The MOD team also hosts workshops, “How to create MOD plugins”. There are at least two which I know about were at Linux Audio Conferences in the past.
I’m not a developer or programmer but have some interest in it and want to learn some of the easy stuff to get me going. I think the first step would be to learn how to map the GUI knobs to the relevant plugin parameters of the plugins that are already created.
I don’t know how quick I will be able to learn this on my own so I will reach out to the developer to see if they would want to bring it to MOD.
There’s a “wizard” part of the mod-sdk to do that in 3 or 4 steps (choose box + color, knob-type(s) and select parameters). All via a nice web-interface. This has limited options, but it’ll get you to 90% in less than a minute (once you have the mod-sdk running that is)
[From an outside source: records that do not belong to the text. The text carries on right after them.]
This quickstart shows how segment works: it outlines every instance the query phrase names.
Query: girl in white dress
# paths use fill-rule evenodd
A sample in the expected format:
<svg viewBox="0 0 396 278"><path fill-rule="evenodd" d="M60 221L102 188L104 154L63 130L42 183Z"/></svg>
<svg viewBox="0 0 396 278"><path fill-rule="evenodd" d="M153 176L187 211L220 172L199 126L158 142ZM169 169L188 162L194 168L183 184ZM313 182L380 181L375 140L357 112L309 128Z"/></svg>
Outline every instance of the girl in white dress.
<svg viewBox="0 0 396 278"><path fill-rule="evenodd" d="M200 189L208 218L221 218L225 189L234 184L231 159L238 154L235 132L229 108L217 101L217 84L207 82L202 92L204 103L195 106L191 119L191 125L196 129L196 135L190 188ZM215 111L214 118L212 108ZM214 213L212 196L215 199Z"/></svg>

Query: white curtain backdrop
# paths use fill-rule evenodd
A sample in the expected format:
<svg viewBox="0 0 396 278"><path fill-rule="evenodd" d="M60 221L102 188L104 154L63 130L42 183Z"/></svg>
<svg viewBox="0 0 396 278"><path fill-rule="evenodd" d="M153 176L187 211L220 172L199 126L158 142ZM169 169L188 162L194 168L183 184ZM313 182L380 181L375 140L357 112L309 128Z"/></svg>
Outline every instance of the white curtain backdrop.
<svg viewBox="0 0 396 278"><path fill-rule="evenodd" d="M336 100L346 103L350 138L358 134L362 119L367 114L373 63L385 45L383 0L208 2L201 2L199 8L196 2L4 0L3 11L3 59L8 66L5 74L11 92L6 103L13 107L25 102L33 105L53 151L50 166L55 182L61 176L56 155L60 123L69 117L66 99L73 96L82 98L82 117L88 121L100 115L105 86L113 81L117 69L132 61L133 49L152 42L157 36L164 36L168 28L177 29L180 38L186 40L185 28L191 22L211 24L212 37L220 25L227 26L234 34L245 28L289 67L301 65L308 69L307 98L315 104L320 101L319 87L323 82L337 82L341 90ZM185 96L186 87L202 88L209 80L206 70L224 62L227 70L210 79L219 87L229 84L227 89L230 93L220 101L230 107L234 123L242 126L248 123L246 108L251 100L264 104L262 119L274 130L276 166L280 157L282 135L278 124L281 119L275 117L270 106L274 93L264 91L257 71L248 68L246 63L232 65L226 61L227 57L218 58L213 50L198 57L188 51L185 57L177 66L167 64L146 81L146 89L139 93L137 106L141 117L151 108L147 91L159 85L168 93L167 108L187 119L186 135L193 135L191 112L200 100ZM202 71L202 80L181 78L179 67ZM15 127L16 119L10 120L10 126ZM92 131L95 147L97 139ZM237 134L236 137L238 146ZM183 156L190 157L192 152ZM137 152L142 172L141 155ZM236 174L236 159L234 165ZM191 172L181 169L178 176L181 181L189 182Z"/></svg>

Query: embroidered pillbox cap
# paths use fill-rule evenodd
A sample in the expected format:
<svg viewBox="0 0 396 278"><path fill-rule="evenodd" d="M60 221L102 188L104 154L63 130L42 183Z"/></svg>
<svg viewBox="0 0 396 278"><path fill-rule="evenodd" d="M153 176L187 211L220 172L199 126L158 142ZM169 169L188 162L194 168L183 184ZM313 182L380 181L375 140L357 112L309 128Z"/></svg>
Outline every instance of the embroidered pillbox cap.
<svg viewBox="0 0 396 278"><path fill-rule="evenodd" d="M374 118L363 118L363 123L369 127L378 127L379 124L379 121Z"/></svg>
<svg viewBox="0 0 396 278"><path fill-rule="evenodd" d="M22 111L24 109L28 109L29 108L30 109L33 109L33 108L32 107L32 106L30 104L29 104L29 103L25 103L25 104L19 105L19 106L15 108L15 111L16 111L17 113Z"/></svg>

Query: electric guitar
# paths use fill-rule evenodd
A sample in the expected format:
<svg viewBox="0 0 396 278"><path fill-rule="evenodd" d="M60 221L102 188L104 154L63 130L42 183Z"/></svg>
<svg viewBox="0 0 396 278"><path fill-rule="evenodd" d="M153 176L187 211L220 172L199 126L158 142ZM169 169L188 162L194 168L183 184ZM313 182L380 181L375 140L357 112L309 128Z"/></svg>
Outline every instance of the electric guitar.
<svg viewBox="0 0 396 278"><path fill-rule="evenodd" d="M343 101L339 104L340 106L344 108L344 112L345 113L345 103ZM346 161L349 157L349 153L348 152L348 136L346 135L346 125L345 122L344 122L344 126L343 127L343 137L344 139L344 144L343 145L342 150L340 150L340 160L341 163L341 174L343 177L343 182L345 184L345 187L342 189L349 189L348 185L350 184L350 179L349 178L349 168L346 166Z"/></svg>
Tweaking and customizing the layout/design to get to 100% after that is a never-ending task
It’s nice to be able to search but always nice to find something new as well. I noticed it always starts with the same plugins. Can you randomize the plugins that show so that it’s not always the same ones that pop up first?
If it’s a loop of plugins you can start it at a different point… (I don’t know if that is how it works… but I thought I would put it out there…)
It’s a cool idea to have a website for this. Thanks for starting this.
+1 for randomizing the order on every load. That’s a good idea.
Now for the details (: Please update the screen-shots, some of them look rather odd or old:
wrong font: All the midi-filters; apart from looking weird, text bleeds (e.g. MIDI quantize)
reversed scale: compare MIDI-thru (a small box on the MOD) with AT1 (large size on the MOD). The pages has this reversed. AT is tiny, MIDI-trhu is huge. I mention those two because they have the same aspect ratio. Others have the similar issues.
wrong box alignment (e.g. TAP-EQ top bar)
All these plugins look fine in MOD pedalboards and in the SDK, but they’re also wrong in the MOD store.
Anyway just another detail I thought I’d flag up.
The x42 and tap eq screenshots are my fault.
I think my phantomjs version is old and doesn’t support some new css rules.
There’s also the issue of mod-sdk canvas not matching 100% the mod-ui canvas.
Once this is fixed I’ll update the plugins with the proper screenshots.